La contraddizione sta nel fatto che la Cina pretende di assolvere insieme i ruoli di mediatore del conflitto e di fornitore ai russi di strumenti di guerra da usare contro una delle parti da mediare. Uno dei due ruoli deve cessare per rendere credibile quello restante. La posizione espressa da Biden sulla fornitura di armi all’attuale governo israeliano indica il cammino da seguire.
In prospettiva Xi è protagonista di una storica alternativa. La Cina dello sviluppo economico e commerciale potrebbe costruire con i 27 (presto, si dice, più di 30) un’entità di amicizia euroasiatica che le garantirebbe sviluppo, pace, scambi anche umani dai quali trarre vantaggio. In alternativa ha l’opzione dell’alleanza tutta asiatica con la Russia, Paese avventuriero e aggressivo. Prospetterebbe un’ulteriore espansione cinese sulla frontiera siberiana, ma risulterebbe obiettivamente meno interessante non solo per la potenza complessiva dello Stato cinese, ma per la grande civiltà che esso amministra. Inoltre, nella prospettiva della neutralità carbonica verso la quale ci stiamo dirigendo, tenderà sempre più a scadere il valore utilitaristico del legame con un fornitore di gas e petrolio.
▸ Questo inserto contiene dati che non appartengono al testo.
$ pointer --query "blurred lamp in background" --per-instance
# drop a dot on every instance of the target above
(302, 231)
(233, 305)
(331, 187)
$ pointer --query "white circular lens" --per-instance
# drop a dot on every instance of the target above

Sotto questo profilo, da evocare lo sforzo per collocare il rapporto bilaterale franco-cinese anche sul piano umano. Macron dona a Xi una bottiglia di cognac Luigi XIII (per la cronaca: il cognac è sotto inchiesta per dumping in Cina), poi lo conduce al Col du Tourmalet (2.115 m.) innevato, negli Alti Pirenei dove ha passato molta parte dell’infanzia e giovinezza. Altri doni, stavolta di una semplicità quasi montanara: coperte di lana dei Pirenei, Armagnac, berretti, una maglia gialla del Tour de France che su quel colle ha costruito giornate epiche. Xi si lascia scappare che farà pubblicità al prosciutto locale e confessa di “amare molto i formaggi”. Macron dice al collega: “So che ami lo sport, saremmo entusiasti di avere al Tour corridori cinesi”. La gita al Tourmalet è stata una risposta sul piano personale alla cerimonia del te che l’anno scorso Xi aveva allestito per Macron a Guangzhou, nella residenza ufficiale dove il padre aveva vissuto da governatore della provincia del Guangdong.